The center was a hostel, an old worn house of several large bedrooms full of bunk beds. There were narrow pathways in between. I had many mosquito and insects bites all over my body when I woke up the next morning. This center supplied free lodging and plain white rice only. So plain rice was my only food each day because I was broke; there was no money for extra dish. The entire bedroom had one window with a 50 watt light bulb for lighting at night. Each person occupied the space of his bed. I had no other space to study. My health was deteriorating. I could not sleep well at night, I became malnourished, very weak, I got fatigue easily and climbing up staircases became very difficult. Besides, my knees still badly inflamed. I was in a much worse condition than when I was living on the street at Kunming.

This center located on the south side of Chongqing. The universities were on the opposite bank of the river. To get school information, I had to take a ferry. Since I had no money for the fare, so I would follow my roommates to cross the river, and shamefully let them pay my fares. They were also poor students and kindly helped me through, but their help were very limited.

Soon a month went by. I had not applied to any university because I had no money to pay for the application fee. I did write to a friend in Xichang (西昌) once, but I sent no return address, because the hostel had none. I was ashamed to tell my friends in Xichang (西昌) of my predicament, for fear of disappointing them. I later found out the medical school was finally closed, and some students were sent to the Northwest University. By now it was too late to regret my impulsive move. From then on, I lost contact with all of them.

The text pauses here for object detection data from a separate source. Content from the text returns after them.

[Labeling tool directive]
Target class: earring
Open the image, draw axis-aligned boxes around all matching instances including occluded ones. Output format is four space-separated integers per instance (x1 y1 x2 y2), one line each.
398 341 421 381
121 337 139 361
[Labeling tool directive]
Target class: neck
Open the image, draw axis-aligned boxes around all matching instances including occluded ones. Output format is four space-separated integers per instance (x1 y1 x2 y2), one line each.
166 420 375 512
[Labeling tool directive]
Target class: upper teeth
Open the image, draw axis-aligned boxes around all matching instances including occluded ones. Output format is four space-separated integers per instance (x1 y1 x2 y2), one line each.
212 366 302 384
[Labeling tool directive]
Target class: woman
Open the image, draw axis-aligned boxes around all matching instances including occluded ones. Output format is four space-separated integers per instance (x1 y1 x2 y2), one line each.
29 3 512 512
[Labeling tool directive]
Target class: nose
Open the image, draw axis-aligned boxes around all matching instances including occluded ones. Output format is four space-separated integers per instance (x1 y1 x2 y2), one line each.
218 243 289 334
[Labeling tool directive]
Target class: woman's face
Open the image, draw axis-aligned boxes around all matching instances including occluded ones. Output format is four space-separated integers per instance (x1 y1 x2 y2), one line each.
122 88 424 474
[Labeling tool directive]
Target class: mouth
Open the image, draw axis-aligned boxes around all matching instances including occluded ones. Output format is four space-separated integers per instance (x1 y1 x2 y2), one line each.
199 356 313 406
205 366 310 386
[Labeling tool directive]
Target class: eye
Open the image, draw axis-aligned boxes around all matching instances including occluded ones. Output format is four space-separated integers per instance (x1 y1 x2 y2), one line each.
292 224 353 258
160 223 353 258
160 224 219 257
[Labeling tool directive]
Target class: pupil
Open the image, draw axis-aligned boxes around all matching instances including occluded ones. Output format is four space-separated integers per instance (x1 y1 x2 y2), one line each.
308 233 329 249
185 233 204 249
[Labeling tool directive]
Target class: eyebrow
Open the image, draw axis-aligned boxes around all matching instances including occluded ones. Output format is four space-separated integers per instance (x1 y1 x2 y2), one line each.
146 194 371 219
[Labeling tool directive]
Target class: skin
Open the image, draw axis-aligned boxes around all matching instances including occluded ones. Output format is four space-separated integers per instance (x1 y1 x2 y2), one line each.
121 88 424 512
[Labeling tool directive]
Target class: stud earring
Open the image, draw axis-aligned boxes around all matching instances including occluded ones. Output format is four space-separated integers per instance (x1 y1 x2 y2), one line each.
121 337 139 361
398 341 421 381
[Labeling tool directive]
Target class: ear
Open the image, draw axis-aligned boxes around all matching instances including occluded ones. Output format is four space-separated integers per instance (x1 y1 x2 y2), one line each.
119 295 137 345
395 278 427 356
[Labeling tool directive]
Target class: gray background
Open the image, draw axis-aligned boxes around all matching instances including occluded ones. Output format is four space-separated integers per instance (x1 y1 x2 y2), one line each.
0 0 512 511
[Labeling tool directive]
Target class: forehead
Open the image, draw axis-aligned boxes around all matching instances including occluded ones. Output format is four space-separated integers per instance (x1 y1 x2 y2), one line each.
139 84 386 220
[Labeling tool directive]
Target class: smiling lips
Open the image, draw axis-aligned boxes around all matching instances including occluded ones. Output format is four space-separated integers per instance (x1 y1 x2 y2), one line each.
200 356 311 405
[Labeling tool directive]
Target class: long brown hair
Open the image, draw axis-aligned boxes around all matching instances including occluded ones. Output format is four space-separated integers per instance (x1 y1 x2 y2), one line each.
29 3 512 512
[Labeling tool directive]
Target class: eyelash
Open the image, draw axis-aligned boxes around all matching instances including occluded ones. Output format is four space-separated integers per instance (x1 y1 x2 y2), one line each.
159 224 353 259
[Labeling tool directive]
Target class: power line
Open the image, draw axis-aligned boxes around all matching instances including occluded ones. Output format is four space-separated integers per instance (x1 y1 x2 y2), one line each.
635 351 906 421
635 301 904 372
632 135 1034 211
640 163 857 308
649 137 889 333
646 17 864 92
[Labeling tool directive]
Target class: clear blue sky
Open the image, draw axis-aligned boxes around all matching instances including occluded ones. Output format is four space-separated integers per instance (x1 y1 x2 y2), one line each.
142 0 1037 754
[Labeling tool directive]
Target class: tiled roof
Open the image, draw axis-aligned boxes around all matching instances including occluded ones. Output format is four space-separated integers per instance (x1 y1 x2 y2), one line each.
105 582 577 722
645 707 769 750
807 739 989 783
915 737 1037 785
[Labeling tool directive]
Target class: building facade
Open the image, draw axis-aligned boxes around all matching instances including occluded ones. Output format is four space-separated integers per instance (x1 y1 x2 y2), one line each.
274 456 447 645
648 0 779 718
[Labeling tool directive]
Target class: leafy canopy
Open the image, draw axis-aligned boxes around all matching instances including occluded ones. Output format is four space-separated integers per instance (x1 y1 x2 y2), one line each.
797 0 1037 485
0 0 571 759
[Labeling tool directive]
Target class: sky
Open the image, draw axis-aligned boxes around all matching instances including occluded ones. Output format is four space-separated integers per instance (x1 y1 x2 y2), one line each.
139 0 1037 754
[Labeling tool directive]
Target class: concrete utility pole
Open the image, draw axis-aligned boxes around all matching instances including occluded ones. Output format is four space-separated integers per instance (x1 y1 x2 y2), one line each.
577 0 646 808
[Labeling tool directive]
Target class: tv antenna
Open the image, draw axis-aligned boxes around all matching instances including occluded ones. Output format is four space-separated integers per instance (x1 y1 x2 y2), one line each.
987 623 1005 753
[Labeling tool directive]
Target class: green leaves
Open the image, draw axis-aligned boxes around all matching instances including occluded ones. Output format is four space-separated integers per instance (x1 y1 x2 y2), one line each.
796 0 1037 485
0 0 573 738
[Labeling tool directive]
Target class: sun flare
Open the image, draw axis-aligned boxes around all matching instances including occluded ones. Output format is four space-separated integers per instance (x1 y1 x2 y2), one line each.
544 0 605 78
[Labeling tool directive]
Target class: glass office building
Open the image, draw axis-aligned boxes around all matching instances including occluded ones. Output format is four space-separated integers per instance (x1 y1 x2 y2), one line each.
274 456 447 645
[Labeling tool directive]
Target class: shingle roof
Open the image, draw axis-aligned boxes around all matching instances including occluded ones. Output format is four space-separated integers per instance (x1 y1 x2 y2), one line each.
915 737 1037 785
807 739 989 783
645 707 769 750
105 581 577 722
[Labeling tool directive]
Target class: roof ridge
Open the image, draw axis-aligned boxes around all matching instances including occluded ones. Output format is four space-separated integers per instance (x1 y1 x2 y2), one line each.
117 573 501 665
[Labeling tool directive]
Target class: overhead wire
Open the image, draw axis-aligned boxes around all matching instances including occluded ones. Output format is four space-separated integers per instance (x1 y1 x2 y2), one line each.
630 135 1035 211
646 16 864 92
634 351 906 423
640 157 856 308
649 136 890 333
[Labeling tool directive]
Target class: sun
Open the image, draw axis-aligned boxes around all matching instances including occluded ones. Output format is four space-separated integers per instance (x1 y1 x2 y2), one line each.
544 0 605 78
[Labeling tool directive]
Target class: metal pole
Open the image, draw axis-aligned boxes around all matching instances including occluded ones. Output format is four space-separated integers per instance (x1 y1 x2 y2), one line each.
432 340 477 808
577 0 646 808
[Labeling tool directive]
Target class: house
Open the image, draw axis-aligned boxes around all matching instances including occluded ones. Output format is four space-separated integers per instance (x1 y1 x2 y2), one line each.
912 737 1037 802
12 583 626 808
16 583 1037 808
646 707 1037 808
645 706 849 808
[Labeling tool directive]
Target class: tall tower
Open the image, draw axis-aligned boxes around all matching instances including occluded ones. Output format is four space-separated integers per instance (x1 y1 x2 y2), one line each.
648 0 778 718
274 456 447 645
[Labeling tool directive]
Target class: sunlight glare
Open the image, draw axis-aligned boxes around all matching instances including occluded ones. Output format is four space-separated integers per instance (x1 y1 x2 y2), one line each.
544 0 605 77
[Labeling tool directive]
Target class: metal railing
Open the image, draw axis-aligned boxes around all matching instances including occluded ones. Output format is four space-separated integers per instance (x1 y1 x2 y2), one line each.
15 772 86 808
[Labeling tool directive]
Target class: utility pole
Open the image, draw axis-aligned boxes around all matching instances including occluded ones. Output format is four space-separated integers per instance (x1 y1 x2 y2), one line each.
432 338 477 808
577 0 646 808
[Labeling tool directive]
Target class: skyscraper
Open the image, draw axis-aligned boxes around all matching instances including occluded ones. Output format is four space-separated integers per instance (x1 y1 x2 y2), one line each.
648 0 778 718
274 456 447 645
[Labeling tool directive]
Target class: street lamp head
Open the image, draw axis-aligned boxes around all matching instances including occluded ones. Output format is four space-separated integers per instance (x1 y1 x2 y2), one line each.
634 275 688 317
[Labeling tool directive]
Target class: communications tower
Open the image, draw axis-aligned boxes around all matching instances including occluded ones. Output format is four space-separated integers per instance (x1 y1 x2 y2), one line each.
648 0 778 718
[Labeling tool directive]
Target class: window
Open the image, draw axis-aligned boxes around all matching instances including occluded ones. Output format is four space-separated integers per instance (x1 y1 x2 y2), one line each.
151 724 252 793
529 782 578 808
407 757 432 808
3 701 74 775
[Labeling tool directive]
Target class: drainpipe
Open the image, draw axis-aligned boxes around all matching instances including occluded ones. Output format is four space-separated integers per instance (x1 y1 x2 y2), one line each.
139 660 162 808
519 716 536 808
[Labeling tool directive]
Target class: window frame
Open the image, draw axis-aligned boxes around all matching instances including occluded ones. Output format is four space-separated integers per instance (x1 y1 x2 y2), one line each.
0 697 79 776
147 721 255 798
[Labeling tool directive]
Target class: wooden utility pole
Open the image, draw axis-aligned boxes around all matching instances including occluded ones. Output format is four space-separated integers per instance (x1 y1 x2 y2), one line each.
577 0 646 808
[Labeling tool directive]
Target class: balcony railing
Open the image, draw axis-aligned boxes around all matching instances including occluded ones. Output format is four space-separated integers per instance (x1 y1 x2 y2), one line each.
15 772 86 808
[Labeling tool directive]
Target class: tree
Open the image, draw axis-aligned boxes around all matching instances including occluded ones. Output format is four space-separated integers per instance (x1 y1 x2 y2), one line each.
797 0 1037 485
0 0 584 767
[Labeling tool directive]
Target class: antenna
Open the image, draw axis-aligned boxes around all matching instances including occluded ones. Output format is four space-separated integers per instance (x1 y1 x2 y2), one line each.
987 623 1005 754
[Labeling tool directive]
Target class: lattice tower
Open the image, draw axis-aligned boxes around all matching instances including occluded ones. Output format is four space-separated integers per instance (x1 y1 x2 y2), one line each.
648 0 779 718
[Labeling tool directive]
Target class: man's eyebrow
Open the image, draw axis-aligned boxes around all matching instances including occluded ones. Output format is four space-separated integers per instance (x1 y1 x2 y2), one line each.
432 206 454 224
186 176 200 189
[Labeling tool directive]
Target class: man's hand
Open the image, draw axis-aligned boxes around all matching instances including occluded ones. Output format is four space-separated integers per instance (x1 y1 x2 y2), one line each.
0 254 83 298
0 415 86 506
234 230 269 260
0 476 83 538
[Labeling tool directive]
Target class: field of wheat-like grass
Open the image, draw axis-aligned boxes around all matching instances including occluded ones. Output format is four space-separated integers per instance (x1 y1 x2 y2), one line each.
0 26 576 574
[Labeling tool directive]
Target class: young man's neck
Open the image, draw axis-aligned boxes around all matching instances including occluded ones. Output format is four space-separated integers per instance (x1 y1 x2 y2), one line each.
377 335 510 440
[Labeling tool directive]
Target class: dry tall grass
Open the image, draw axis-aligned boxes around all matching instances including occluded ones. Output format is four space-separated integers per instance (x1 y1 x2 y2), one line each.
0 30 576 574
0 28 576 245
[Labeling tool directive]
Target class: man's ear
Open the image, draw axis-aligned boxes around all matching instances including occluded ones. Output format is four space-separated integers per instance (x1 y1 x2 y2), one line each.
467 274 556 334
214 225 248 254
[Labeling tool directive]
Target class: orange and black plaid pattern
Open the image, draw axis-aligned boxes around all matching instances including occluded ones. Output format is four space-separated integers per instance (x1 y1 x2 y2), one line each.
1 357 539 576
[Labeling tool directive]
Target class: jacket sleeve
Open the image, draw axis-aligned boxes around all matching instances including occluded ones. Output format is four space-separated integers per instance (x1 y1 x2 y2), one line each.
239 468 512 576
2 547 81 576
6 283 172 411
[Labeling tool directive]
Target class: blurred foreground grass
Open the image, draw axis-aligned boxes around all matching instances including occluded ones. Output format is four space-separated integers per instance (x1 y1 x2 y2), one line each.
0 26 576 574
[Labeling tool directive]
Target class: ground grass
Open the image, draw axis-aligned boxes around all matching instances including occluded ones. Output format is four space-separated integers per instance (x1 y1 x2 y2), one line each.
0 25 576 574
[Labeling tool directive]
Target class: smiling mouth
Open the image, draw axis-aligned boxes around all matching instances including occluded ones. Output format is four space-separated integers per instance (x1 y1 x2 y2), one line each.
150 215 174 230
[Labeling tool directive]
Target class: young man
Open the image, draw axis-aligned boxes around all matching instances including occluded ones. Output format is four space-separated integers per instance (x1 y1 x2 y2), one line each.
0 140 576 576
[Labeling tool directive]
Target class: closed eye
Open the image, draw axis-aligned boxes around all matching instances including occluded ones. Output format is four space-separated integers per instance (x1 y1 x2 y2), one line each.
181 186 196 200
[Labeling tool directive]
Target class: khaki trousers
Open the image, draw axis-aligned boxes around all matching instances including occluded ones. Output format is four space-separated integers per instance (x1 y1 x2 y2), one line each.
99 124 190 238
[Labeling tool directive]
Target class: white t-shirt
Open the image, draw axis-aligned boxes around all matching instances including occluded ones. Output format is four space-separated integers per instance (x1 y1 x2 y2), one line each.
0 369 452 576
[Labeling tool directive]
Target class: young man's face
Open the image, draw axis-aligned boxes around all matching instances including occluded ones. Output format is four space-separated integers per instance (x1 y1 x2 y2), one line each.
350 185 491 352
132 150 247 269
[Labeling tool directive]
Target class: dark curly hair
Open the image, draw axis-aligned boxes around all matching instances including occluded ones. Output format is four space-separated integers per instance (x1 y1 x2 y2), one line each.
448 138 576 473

I tried to apply to a pharmaceutical school in GeLe Shan (歌乐山) of Chongqing. I walked all morning from the river bank to the school. I finally arrived at 2 pm sweating profusely, hungry and thirsty. It was past their exam time, but the examiner took pity on me and allowed me to write the exam. Unfortunately I failed. Sweat and tears streamed down my face. The examiner took pity on me again, and gave me a glass of water and some money for transportation to go home.

What could I say now? I was in complete ruin. Once again I spun myself into destruction. I often sneaked into cinemas to watch ‘free’ movies in order to occupy my empty and weary mind. At times, I felt very angry, but I refused to pray to God.

Soon two months had passed by and I was still at the student service center. Most universities had already started their first semester. Meanwhile my health continued to deteriorate. Chongqing streets had many stone steps and I would feel dizzy just climbing up a few steps with my weak knees.

At this time, another lodger at the center came to me. He discovered the center would sponsor students to any university as long as they have high school diplomas. Although most school had already started, late admission could still be considered. During war time, the government would provide free education, food, lodging and loan for university students. At that time I was at my wits end. So I decided to cooperate with my friend. We worked together to produce two pieces of fake high school diplomas from Hong Kong. At that time, Hong Kong had fallen into the hands of the Japanese, and the officers at the center had no way of verifying our documents. In fact, there were so many overseas students to look after, they were very glad to send us off to any university that would accept us. Thus we were accepted into the Fu-Dan University (复旦大学) of Chongqing. There was no medical faculty, and sponsored students like us had to start from the first year General Arts and Sciences.

By then I had lost all zeal for studying. I felt like a little canoe drifting aimlessly in the ocean. I was very tired, both spiritually and physically. How true was it that all things happened for the good of His children; if I had not fallen into such miserable state, I would not have chosen to serve God, but would have taken another more devastating path. He was secretly molding me, and preparing me to ultimately surrender my life to Him.